Mais, ouvidos sobre tal matéria, Presidente e Primeiro-Ministro declararam surpreendentemente que queriam conhecer toda a verdade.
Afinal, levantada a dúvida sobre causas e efeitos de doenças e mortes, conviria saber o que, de facto, tinha acontecido.
Estranhamente, o Presidente desconhecia aquilo que o Primeiro-Ministro devia ter-lhe transmitido. Mais estranhamente ainda, o Primeiro-Ministro ignorava o que devia transmitir. A história não registou, sequer, qualquer iniciativa da parte do Sr. Presidente para convocar e ouvir o Conselho Superior de Defesa Nacional.

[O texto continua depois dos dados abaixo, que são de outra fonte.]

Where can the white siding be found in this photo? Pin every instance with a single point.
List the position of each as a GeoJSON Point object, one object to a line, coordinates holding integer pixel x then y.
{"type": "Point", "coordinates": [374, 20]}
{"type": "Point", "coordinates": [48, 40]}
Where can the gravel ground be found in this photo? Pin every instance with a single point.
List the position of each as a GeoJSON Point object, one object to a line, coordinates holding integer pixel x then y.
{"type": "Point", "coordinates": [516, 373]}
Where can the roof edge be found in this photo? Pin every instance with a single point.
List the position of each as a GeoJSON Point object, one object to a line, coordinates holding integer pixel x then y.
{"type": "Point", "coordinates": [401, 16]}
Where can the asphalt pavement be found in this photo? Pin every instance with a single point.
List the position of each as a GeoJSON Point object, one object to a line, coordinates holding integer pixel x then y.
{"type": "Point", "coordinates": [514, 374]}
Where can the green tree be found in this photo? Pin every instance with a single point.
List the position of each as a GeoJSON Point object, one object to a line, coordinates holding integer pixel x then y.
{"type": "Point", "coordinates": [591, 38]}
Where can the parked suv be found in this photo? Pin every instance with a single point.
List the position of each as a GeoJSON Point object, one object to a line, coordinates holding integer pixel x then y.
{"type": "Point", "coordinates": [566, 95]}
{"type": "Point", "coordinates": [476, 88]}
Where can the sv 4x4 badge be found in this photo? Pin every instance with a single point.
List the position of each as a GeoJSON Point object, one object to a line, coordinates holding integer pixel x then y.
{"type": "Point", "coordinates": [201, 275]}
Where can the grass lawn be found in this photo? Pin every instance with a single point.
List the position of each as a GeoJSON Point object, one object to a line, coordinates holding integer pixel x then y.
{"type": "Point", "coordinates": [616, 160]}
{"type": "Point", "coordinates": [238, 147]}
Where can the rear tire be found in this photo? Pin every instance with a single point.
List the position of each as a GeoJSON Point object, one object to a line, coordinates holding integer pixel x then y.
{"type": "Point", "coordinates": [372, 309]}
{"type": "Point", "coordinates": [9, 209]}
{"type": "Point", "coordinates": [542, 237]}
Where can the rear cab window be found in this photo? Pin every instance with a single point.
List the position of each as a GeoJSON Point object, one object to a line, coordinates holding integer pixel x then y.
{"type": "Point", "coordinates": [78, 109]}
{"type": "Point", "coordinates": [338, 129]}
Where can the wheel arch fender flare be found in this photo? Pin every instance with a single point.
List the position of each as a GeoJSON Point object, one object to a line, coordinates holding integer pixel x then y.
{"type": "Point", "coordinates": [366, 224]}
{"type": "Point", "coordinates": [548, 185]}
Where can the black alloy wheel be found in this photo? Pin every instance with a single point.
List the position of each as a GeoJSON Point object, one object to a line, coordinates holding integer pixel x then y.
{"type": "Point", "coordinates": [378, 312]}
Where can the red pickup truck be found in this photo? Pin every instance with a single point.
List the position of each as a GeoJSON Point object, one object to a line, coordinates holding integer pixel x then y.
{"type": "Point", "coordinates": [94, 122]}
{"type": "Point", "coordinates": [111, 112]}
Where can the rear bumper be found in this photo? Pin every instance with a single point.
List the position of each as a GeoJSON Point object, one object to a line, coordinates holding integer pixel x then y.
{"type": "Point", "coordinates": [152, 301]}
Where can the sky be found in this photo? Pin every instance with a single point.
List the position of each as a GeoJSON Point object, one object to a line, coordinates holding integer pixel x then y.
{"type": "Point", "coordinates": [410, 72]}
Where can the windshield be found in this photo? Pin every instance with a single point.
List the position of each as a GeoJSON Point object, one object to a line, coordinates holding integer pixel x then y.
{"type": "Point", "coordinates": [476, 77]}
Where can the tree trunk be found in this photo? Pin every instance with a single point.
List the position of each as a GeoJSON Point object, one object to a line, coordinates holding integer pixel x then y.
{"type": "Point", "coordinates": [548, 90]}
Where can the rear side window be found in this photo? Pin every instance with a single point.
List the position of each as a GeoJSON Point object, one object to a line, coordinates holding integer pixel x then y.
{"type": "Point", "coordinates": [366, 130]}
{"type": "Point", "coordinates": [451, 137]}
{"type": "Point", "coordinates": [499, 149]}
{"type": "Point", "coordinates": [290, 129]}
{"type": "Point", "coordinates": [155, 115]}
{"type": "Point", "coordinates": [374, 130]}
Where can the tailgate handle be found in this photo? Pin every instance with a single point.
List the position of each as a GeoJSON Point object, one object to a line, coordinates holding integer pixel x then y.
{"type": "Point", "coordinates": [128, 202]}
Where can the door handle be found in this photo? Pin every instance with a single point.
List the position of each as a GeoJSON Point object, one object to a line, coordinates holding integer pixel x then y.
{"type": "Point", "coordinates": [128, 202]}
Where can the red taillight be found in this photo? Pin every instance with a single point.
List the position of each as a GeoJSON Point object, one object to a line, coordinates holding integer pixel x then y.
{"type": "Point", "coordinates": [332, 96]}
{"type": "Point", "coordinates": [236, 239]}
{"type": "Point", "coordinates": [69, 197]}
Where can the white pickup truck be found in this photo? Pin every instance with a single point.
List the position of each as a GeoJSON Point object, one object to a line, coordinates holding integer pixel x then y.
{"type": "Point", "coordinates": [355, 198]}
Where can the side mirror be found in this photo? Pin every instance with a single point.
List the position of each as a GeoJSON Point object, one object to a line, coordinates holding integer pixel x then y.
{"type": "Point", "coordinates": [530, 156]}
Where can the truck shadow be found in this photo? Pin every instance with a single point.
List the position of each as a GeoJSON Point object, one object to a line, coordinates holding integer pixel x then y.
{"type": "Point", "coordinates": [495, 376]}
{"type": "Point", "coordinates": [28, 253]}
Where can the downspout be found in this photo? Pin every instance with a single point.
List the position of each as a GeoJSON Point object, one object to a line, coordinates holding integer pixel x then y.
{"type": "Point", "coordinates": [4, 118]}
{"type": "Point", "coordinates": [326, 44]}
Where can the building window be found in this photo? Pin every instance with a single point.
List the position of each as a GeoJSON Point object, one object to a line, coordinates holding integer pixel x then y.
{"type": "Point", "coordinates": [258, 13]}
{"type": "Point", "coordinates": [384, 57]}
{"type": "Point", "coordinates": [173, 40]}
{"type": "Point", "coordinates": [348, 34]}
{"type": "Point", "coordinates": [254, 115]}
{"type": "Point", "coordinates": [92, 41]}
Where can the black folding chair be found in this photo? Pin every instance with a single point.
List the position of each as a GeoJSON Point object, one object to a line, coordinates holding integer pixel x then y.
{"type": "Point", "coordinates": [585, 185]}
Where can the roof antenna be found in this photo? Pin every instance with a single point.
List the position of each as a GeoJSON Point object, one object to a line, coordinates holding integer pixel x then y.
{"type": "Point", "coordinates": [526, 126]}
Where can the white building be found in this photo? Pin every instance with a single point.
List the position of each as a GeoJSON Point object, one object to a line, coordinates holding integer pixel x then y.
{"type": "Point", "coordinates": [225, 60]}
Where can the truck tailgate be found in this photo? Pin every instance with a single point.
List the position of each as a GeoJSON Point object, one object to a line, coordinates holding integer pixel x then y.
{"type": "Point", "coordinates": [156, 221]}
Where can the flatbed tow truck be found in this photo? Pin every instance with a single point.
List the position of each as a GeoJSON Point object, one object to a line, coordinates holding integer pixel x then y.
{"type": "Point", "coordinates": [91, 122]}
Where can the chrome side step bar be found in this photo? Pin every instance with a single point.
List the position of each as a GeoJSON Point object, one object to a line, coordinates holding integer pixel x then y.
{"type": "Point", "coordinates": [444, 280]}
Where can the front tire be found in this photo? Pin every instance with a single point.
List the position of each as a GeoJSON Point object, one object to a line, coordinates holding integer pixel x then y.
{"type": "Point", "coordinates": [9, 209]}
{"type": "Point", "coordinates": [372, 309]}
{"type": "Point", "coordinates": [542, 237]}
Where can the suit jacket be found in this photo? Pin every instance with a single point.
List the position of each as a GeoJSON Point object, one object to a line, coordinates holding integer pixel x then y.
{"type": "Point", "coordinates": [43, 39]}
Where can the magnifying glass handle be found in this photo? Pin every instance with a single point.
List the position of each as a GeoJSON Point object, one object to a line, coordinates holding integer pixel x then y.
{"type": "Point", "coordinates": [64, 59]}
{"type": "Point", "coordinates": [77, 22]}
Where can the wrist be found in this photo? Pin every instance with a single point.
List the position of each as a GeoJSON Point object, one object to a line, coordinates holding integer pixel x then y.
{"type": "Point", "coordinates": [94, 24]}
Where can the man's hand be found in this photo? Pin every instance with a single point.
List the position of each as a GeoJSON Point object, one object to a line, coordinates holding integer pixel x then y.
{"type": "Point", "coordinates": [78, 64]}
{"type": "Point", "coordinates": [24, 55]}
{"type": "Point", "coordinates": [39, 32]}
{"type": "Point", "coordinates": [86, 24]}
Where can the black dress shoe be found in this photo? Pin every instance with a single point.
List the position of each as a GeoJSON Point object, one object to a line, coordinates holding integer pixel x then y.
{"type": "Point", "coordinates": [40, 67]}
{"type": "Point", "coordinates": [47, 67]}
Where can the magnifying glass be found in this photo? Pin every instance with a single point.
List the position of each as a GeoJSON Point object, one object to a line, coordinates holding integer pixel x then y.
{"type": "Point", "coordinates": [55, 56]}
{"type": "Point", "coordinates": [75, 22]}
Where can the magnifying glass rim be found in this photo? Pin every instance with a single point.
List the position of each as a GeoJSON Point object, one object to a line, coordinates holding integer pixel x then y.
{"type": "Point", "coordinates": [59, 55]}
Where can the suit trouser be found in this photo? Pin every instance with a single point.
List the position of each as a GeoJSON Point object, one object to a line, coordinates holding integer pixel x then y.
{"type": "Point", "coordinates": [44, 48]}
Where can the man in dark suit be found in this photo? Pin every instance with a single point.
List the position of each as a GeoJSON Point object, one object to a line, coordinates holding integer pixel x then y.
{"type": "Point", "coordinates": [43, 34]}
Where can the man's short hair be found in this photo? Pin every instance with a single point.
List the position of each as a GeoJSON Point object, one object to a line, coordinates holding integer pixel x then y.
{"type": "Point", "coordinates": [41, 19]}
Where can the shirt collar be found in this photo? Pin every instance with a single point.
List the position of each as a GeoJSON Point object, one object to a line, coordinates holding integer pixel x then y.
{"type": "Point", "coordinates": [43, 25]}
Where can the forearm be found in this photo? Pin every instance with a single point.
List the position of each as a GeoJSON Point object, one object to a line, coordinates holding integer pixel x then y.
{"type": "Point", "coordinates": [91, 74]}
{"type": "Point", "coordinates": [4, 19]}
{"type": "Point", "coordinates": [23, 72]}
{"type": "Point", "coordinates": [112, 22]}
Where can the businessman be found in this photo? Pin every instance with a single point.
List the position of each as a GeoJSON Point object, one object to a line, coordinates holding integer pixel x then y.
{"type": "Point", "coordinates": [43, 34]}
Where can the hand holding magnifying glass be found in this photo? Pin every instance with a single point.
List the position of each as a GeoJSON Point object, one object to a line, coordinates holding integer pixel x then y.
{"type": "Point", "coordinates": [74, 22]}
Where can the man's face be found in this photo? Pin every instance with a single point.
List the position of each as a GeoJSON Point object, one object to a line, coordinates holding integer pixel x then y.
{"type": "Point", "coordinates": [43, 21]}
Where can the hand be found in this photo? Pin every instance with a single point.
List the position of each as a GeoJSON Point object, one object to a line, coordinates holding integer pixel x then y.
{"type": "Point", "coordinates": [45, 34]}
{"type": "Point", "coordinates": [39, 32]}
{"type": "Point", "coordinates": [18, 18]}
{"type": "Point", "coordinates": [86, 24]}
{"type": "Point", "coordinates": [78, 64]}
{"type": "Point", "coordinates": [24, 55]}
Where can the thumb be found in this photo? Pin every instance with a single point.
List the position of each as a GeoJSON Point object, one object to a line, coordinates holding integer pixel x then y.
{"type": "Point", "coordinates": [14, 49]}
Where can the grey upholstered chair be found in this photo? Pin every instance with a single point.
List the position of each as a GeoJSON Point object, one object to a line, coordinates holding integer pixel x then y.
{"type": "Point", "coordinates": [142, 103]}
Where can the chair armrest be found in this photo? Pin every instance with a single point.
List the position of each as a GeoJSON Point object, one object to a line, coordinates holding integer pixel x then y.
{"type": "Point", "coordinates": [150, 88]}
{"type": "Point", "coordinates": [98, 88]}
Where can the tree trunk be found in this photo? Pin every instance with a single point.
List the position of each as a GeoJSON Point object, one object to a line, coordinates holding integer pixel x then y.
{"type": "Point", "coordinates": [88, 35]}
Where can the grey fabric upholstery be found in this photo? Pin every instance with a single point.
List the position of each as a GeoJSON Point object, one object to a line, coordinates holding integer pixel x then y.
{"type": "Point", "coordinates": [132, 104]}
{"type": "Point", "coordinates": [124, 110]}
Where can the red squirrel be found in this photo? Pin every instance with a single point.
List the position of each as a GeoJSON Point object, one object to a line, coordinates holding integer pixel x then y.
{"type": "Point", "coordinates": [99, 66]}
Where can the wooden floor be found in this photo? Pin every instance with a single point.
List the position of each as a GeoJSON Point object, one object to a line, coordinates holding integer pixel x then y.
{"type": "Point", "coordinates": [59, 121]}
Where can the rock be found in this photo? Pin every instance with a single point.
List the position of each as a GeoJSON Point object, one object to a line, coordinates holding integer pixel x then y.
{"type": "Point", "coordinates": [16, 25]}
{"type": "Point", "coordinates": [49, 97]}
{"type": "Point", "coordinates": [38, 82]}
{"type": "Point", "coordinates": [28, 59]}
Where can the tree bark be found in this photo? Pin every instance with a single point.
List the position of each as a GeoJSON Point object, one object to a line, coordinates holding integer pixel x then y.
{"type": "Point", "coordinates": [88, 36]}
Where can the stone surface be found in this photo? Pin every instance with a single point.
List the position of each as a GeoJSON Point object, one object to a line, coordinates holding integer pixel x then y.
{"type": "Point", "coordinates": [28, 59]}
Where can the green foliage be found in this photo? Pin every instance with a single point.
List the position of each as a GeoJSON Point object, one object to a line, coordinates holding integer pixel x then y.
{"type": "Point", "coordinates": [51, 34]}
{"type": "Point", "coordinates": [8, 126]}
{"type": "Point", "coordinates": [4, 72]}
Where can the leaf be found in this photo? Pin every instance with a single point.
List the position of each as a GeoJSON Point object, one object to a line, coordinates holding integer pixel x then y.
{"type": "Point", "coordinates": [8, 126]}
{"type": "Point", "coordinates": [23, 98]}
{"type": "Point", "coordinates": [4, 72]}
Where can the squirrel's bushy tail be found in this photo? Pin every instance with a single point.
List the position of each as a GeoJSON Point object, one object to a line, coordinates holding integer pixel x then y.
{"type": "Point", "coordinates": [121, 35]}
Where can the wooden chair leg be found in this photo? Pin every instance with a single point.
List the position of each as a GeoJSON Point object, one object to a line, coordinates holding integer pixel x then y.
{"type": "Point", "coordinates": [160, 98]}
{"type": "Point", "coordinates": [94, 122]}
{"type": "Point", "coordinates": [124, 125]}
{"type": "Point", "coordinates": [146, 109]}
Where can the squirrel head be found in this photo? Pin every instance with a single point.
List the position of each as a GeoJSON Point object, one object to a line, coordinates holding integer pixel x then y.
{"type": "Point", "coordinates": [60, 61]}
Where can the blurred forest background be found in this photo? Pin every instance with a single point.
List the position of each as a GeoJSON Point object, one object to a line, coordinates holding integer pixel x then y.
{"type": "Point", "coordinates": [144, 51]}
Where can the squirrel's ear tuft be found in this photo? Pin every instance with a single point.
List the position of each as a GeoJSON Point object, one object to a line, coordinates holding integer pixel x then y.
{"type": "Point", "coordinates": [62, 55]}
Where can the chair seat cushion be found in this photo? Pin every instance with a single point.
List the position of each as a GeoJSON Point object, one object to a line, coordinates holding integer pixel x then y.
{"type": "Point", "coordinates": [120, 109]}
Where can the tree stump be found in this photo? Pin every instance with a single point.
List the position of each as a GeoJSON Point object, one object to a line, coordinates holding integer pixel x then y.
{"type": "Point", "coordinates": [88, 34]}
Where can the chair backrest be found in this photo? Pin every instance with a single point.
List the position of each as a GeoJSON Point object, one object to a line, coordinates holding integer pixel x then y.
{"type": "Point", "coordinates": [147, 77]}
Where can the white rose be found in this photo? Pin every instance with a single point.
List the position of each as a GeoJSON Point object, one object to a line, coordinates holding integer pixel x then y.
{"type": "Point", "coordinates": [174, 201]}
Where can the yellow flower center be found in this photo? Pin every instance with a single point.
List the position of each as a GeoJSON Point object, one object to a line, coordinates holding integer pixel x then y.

O Sr. António Capucho (PSD): - Incrível!

O Orador: - Ganhava peso esta interrogação simples: a NATO informara o Ministro Jaime Gama, ao tempo Ministro cumulativo dos Negócios Estrangeiros e da Defesa, sobre o assunto? O Ministro Jaime Gama passou o transmitido ao Ministro Castro Caldas?
Se a NATO não havia prestado as informações, criara-se um facto político de excepcional gravidade: a NATO não fornecera a um País aliado, partícipe na intervenção militar realizada sob a sua égide, acesso ao conhecimento de dados de natureza vital.
Se as informações foram transmitidas, sobrava a interrogação sobre a razão pela qual não foi comunicada aos demais órgãos de soberania. Constituiria isto um misto de irresponsabilidade política e grave omissão.

O Sr. Luís Marques Guedes (PSD): - Muito bem!